OYA ERONAT (Diyarbakır) - Garibe'nin niye öldüğünü biliyorum; söylerim, utanırsınız!
MERAL DANIŞ BEŞTAŞ (Siirt) - Dinlerken saygılı ol saygılı, vekil var kürsüde!
ZÜLEYHA GÜLÜM (Devamla) - Kadınların can güvenliğini sağlamakla yükümlü siyasi irade ve kolluk kuvvetleri kadınları sokak ortasında, evde, iş yerinde öldüren erkeklerle suç ortaklığı yapıyor.
OYA ERONAT (Diyarbakır) - Utanırsınız, utanırsınız!
MERAL DANIŞ BEŞTAŞ (Siirt) - O elini indir!
OYA ERONAT (Diyarbakır) - Utanırsınız, utanırsınız!
ZÜLEYHA GÜLÜM (Devamla) - Biz, kadınlar her türlü zulme, baskıya, hukuk tanımamazlığınıza karşı sesimizi daha da yükselterek mücadeleye devam ediyoruz.
OYA ERONAT (Diyarbakır) - Garibe'yi anlatırım, utanırsınız!
ZÜLEYHA GÜLÜM (Devamla) - Yığınaklarınız, gözaltılarınız bizi durduramıyor.
OYA ERONAT (Diyarbakır) - Sen de biliyorsun ne olduğunu, sen biliyorsun ne olduğunu Garibe'ye!
MERAL DANIŞ BEŞTAŞ (Siirt) - Ne olmuş?
İBRAHİM AYDEMİR (Erzurum) - O bir yiğit, o bir şehit anası.
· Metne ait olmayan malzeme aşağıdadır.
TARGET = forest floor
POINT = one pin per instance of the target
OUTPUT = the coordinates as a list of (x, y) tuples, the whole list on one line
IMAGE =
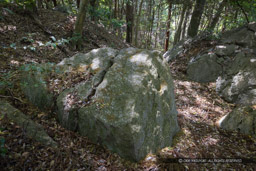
[(24, 40)]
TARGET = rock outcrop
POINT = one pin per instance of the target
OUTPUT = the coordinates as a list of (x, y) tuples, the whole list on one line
[(31, 129), (204, 68), (123, 100), (238, 84)]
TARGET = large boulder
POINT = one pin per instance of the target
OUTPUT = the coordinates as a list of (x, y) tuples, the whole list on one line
[(34, 84), (123, 100), (204, 68), (238, 83), (31, 128), (128, 105), (241, 119)]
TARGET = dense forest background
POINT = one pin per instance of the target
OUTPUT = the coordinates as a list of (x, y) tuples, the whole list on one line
[(47, 31), (152, 24)]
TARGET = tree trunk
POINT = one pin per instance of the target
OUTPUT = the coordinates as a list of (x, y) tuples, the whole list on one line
[(78, 32), (196, 18), (178, 32), (137, 23), (158, 21), (93, 5), (217, 16), (167, 37), (185, 23), (78, 3), (129, 21)]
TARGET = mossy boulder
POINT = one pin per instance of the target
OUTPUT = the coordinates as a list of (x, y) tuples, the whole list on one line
[(128, 105)]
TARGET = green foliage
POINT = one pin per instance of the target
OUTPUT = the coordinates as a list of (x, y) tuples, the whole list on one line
[(117, 23), (3, 150), (27, 4), (5, 81)]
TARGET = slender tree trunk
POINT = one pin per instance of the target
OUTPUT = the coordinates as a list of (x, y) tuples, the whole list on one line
[(167, 37), (158, 22), (148, 24), (78, 32), (217, 16), (196, 18), (138, 23), (178, 32), (78, 3), (185, 23), (129, 21), (152, 25)]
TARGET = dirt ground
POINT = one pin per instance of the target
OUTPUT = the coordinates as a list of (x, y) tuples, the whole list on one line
[(24, 40)]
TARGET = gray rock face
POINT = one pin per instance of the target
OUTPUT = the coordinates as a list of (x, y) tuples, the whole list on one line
[(238, 84), (225, 50), (126, 104), (132, 109), (32, 129), (205, 68), (241, 119), (34, 85)]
ZÜLEYHA GÜLÜM (Devamla) - Dünyanın neresinde olursa olsun, gözü özgürlük arayan, dili özgürlük türküsünü söyleyen kadınlarla baş edemeyeceksiniz. Kadınlar, dün olduğu gibi bugün de susmuyor, korkmuyor, itaat etmiyor, vazgeçmiyor. Tüm baskılarınıza rağmen her bir yerden "..."(*) demeye devam ediyoruz. (HDP sıralarından alkışlar)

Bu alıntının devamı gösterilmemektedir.